I take a step closer, and that’s when she looks up, and a smile lights up her face. Then a look of concern replaces the smile.

“Hey there,” she says as she stands up.

“Hi, sorry for interrupting. I just needed to see you.” I open my arms, and she walks into them. I hold her tight against me, losing myself in her softness.

“Don’t even say that. I’ve been looking out the window every five minutes,” she says and squeezes me tight. “How are you?”

“I’m okay, but I could do with some coffee,” I tell her.

“Let’s go.”

Hand in hand, we go downstairs, and I sit on the island stool while Grace gets the coffee machine going.

I let out a yawn. I feel tired, and it’s not two o’clock yet. Grace makes me a sandwich as well and places it together with the coffee in front of me.

“Thanks.”

“How’s your father?” she says sitting across from me.

“As rude as ever,” I tell her, trying to lighten up the moment. I tell her everything that happened from the moment I walked into my father’s hospital room.

In between talking, I eat my sandwich, glad to have a distraction.

Grace is not aware that she has fisted her hands. A range of emotions flits across her very expressive face. Horror, disgust, and then barely concealed anger.

“Your father is a horrible human being,” she finally says. “I’m sorry that you’ve had to deal with that all your life.”

My chest expands with emotion. It’s nice to have someone say aloud what no one had ever said. My father is the one who is flawed.

“I thought they could never say or do anything to hurt me anymore. I was wrong,” I tell her. “It hurt like hell when the first thing my father said to me had to do with money when we haven’t seen each other in years.”

“The people we love have the power to build us or to hurt us,” Grace says. “I wish I was there to hold your hand.”

“I’m glad you were not.” I would not have wanted Grace to witness my father’s meanness and rejection.

“How can someone treat their own son so badly?” Grace says, speaking as if to herself. “What about your mother?”

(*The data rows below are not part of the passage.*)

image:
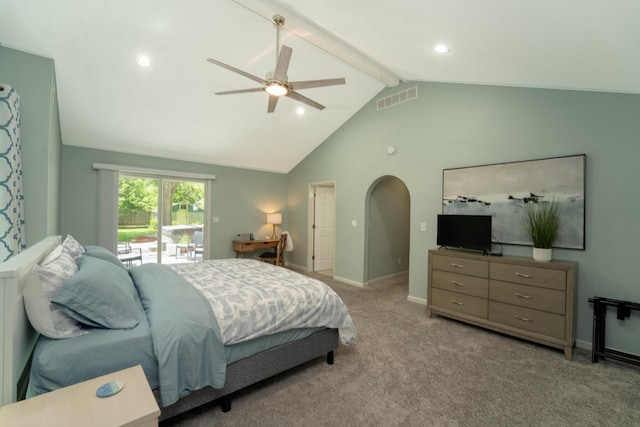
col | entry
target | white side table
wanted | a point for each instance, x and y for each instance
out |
(78, 405)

I shrug. “She was okay, and she scolded him, which was a huge change from how she used to be. Still, the damage was done a long time ago. I always felt as if she was choosing him over me. It’s crazy to feel that way about your parents, but that’s how it was.” The dynamics of our family were weird. We were never one unit. It was always my father against me, which left Mom to pick sides, and she always defended him however wrong he was. That had hurt badly, and it still did.

“I know what you mean. It was weird in my biological family too. The only difference was that I don’t think my parents realized I existed. My mom’s life revolved around my dad’s, and in not paying attention to me, it felt as if he always came first in her life. Which I suppose he did.”

“Why do people have children if they don’t intend to take care of them?” I ask Grace.

She shrugs. “I’ll reward the person who ever gives me an answer to that question.”

That makes me smile. “We’re two fucked up people, Grace.”

“Used to be. We’ve healed each other, and we continue to heal each other,” she says.